While ultrasound scans to check the child's health were deemed justifiable, the Health Protection Agency (HPA) expressed concern over the rise of so-called "souvenir scanning", when parents conduct ultrasound scans purely for the purpose of photographic mementos.

The tentative warning was issued in the wake of unconfirmed reports which suggested that such scans could pose neurological risks to unborn babies, as the beam of the ultrasound remains static over the head of the baby for a longer period than normal in order to get a sharp image.

Until recently, scans of unborn children were used solely by doctors to diagnose foetal abnormalities. But baby scanning is rapidly moving into the commercial sector, with parents-to-be willing to pay up to £250 for images of their unborn children. According to the sales pitches of growing numbers of non-diagnostic scanning clinics, such scans can help parents, friends and family "bond" with their unborn baby. The private scanning company claims on its website to offer parents "a chance to meet their unborn child for the first time without the distractions and time restrictions of a busy antenatal clinic".

An independent advisory group agreed that more research was required to determine the full extent of the problem and that, as of yet, there was not enough evidence to make an official judgement.

Nonetheless, the warning resonated among other experts. The British Medical Ultrasound Society agreed with the HPA's findings, advising parents against seeking scans that were solely for the purpose of a "nice snapshot for the baby book".
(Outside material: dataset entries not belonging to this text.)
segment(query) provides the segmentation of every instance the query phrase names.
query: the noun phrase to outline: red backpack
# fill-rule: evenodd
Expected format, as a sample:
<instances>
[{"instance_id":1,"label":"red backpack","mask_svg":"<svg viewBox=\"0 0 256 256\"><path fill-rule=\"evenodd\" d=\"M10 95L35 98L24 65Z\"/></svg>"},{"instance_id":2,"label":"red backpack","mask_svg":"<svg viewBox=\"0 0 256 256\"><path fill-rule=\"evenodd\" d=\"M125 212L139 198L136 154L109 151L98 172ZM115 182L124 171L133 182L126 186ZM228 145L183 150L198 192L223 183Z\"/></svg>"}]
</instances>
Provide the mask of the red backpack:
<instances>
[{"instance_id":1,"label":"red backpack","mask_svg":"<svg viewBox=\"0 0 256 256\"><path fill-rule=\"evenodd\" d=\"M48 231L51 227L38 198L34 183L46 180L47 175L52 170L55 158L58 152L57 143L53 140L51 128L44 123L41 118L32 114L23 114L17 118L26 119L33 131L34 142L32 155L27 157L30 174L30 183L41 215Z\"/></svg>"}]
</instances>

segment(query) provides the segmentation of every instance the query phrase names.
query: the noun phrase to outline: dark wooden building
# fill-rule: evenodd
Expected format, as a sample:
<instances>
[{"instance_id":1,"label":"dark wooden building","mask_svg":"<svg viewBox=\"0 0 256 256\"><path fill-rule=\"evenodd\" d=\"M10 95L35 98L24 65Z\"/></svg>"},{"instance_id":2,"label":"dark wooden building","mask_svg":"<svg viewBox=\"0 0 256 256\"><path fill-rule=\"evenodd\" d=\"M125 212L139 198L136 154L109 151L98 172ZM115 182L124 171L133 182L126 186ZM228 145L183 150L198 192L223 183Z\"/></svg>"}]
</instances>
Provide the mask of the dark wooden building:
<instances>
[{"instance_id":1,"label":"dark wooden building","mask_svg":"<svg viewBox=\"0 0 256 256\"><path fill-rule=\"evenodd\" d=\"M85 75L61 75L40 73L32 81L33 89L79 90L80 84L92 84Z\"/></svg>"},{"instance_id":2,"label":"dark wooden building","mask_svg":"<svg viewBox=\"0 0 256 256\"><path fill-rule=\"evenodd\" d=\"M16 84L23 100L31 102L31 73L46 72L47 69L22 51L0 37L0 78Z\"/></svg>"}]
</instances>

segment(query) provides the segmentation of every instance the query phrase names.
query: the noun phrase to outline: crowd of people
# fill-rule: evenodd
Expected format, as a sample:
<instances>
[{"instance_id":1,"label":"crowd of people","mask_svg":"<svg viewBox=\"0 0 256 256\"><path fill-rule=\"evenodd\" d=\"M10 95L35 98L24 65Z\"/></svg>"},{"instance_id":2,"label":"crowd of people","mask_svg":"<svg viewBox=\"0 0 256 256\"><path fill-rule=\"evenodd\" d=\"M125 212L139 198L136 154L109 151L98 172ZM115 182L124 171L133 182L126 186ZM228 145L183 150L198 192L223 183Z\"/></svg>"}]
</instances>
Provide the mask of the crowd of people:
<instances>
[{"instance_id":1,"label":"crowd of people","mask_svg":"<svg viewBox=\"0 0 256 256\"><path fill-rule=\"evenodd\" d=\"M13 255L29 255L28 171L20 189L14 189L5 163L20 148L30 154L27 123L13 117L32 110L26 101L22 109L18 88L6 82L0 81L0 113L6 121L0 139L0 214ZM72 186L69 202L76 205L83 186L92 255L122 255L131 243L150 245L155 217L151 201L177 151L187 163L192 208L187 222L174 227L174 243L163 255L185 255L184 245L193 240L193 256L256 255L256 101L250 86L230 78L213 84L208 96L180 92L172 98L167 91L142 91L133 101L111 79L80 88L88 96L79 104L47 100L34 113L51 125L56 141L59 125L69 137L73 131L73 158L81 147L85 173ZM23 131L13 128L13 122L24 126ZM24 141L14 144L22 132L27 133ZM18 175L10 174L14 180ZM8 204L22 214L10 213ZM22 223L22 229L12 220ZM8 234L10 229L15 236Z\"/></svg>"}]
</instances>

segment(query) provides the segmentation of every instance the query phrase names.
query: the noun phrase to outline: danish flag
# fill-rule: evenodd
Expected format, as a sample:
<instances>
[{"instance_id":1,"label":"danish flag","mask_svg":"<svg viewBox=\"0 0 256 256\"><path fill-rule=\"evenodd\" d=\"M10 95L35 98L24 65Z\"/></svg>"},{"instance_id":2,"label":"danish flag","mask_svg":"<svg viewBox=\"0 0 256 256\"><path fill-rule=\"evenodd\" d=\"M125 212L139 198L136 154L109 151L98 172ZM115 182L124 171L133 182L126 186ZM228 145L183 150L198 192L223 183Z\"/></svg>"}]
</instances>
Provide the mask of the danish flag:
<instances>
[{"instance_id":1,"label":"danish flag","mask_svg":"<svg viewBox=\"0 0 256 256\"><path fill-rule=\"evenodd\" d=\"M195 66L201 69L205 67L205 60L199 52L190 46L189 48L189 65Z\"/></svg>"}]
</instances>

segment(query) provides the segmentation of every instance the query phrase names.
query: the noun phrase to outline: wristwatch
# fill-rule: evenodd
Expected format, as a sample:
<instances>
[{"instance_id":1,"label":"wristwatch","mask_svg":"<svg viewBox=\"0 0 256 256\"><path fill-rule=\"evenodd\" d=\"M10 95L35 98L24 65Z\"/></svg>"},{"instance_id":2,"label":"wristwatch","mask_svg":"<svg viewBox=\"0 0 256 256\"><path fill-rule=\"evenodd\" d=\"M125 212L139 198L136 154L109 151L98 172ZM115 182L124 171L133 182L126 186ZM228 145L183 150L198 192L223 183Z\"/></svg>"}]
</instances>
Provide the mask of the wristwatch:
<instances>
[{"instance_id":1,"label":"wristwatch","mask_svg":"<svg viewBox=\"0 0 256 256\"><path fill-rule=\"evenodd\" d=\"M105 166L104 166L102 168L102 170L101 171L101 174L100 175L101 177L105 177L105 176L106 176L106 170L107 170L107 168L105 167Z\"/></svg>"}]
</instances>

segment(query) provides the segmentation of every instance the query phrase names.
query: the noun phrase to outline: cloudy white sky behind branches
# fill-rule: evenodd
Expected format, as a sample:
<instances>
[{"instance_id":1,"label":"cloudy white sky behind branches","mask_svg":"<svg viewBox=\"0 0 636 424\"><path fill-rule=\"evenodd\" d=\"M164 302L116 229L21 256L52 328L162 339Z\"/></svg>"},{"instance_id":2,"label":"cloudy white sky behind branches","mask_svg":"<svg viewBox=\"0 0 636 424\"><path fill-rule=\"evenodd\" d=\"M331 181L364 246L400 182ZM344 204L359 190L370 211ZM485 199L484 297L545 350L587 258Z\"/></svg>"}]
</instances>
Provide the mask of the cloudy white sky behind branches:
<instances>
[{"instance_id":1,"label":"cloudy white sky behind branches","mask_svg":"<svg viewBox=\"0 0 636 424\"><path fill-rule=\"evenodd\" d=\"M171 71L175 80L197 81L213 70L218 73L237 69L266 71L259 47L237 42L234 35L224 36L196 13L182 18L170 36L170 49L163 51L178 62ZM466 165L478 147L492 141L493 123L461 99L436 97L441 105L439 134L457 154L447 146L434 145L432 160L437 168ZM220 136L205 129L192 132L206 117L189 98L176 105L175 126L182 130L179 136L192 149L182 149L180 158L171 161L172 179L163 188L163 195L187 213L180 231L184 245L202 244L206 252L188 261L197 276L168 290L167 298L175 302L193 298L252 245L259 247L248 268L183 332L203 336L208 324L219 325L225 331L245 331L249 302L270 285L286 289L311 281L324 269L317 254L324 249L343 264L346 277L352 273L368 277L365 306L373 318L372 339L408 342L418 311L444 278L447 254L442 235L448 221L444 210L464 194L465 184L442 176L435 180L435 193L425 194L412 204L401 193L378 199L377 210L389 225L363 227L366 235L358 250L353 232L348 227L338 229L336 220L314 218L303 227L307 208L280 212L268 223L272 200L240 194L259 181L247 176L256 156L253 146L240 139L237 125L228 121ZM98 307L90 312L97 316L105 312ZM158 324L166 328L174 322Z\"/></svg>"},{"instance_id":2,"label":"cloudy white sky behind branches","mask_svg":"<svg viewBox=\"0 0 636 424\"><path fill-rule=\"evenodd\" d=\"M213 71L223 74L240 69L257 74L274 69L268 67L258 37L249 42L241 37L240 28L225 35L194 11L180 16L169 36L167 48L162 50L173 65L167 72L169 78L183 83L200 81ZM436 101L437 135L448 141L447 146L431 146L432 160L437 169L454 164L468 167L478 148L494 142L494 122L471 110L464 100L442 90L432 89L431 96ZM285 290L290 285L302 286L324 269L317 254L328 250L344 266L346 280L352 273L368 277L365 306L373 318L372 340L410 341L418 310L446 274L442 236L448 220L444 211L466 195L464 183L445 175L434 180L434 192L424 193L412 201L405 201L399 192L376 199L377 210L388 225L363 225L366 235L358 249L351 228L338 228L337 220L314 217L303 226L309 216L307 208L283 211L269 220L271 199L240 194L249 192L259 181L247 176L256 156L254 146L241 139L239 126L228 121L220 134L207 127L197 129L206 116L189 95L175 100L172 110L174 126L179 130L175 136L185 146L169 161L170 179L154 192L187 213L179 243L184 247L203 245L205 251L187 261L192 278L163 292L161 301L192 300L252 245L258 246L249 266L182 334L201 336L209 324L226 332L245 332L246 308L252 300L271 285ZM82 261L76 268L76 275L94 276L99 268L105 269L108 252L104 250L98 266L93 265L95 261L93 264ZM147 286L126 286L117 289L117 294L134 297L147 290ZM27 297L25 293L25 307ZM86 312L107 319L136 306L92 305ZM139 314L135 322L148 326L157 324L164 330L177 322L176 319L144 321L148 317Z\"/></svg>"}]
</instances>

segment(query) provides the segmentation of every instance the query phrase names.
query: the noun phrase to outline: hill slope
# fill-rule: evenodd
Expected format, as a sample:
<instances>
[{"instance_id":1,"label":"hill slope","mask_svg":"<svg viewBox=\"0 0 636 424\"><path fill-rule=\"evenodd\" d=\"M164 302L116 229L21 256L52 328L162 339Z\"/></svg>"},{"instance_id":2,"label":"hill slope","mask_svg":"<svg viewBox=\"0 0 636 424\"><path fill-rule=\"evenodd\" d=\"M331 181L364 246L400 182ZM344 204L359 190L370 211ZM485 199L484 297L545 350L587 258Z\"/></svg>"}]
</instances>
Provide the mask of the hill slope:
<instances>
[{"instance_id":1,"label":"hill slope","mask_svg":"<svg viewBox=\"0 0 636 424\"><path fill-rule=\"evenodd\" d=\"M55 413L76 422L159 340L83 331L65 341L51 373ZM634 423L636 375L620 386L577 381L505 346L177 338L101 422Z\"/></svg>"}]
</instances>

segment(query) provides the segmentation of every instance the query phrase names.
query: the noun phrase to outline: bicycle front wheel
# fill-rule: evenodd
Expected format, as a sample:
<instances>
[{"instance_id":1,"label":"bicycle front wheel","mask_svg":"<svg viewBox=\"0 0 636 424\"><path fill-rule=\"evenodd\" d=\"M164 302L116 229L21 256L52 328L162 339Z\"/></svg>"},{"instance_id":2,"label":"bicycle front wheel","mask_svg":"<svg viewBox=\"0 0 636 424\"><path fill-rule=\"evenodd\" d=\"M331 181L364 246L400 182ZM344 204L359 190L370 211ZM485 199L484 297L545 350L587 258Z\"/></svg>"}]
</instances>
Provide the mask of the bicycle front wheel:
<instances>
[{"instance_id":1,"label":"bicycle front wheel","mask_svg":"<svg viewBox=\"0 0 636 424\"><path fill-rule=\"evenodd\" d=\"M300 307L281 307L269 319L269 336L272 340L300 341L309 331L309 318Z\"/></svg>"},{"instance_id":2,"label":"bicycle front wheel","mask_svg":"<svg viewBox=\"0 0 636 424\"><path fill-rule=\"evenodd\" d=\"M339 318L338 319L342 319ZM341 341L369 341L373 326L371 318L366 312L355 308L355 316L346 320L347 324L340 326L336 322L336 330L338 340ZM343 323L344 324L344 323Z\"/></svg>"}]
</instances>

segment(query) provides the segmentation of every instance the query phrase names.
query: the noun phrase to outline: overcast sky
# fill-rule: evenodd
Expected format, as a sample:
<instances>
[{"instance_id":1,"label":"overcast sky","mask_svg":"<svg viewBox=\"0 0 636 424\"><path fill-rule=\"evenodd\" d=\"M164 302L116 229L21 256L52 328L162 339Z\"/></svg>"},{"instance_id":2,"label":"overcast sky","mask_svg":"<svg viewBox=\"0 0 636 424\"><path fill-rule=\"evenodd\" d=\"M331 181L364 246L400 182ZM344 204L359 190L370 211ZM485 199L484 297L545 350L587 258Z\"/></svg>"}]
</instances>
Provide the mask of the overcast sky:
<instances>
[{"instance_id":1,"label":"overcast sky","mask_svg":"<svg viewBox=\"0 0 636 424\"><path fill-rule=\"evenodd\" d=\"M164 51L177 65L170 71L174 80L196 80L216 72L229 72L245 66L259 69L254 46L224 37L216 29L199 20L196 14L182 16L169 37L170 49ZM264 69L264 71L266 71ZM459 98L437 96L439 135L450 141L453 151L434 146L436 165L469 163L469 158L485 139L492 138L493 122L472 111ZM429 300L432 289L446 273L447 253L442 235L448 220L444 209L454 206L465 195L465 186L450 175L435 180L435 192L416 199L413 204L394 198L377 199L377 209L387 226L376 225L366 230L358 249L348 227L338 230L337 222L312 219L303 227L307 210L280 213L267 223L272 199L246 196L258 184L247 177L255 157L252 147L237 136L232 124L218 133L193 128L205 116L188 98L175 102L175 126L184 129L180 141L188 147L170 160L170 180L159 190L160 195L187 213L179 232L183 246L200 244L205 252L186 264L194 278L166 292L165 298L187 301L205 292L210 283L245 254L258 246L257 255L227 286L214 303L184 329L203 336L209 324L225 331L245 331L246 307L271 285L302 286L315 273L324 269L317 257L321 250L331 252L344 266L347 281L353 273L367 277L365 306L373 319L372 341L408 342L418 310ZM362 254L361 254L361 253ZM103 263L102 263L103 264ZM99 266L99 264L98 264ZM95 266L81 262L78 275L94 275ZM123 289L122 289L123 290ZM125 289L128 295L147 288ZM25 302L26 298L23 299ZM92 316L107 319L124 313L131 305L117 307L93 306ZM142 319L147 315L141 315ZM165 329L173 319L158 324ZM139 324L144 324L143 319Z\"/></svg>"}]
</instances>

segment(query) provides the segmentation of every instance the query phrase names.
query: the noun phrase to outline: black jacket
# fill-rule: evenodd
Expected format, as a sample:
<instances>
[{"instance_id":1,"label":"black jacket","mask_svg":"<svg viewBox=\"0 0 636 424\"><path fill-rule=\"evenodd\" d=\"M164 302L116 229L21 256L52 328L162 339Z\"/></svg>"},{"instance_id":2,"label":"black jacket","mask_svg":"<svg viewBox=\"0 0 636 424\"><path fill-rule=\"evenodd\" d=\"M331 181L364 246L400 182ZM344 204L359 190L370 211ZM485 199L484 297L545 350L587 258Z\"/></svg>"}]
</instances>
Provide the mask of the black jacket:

In a tentative conclusion, Anthony Swerdlow, the chairman of the report, stressed that the ultrasound has been used for 50 years without specific evidence of hazards. But he added: "In the light of the widespread use of ultrasound in medical practice, its increasing commercial use for 'souvenir' foetal imaging, and the unconfirmed indications of possible neurological effects on the foetus, there is a need for further research on whether there are any long-term adverse effects of diagnostic ultrasound."

Justin McCracken, of the HPA, added: "Overall, there is a track record of safety with diagnostic use of ultrasound, so people should continue using ultrasound for medical purposes. However, there are some uncertainties that need to be clarified through additional research."